In a call to investors on Monday (5 Aug), the lending giant’s chief financial officer Ewan Stevenson announced that up to two per cent of the bank’s workforce will lose their jobs. He said that the focus is likely to be on senior roles as the company seeks to cut salary costs by around four per cent.
However, the company has not offered any more detail as to where the cuts will be. As it has not made clear whether branch staff will lose their jobs, customers are expected to be able to carry on banking as usual.
2% of workforce will go
Chief executive John Flint left his role by ‘mutual agreement’ with the board after just 18 months.
The departure followed the announcement of HSBC’s latest half-year results, which showed that pre-tax profits rose 15.8 per cent to $12.4bn (£10.2bn).

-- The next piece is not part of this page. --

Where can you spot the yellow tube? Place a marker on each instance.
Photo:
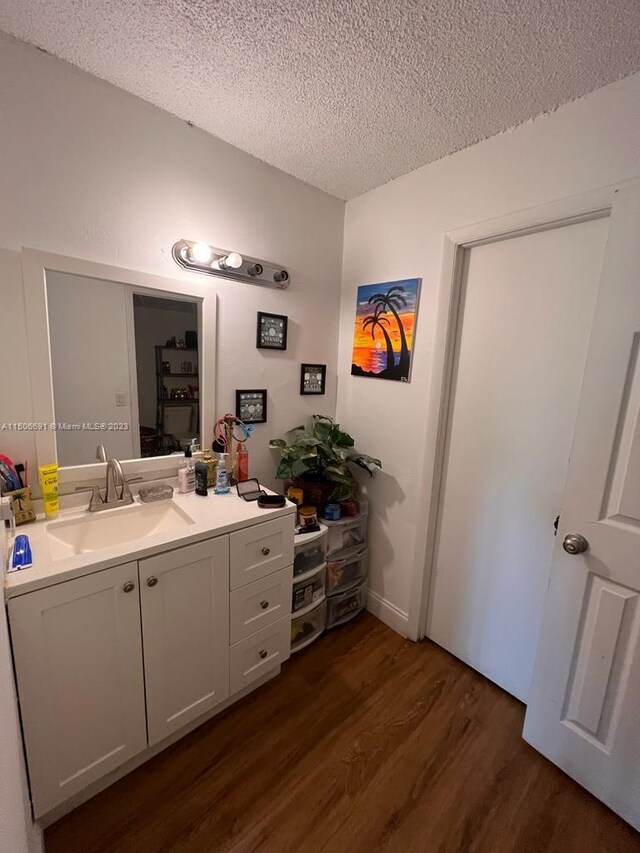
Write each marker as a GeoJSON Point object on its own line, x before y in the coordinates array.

The company’s commercial banking boss Noel Quinn will take over as interim chief executive while the lender seeks a permanent replacement. Mr Flint will be assisting with the transition.
Mr Flint’s departure amid relatively strong results has raised eyebrows among analysts, however Mr Stevenson said that the company’s US operations were not satisfactory.
The outgoing boss is entitled to a year’s salary and is eligible for a bonus based on 2019 performance.
The value of this is unknown, however it is likely that Mr Flint will be entitled to ‘good leaver status’, which means he is entitled to keep long-term shares in the business, among other benefits.
He is entitled to this as his departure is not as a result of misconduct.
Uncertainty in UK and China markets
HSBC, which has major operations in both the UK and China, faces uncertainty on both fronts as a result of the UK’s impending departure from the EU and American tariffs imposed on China by Donald Trump.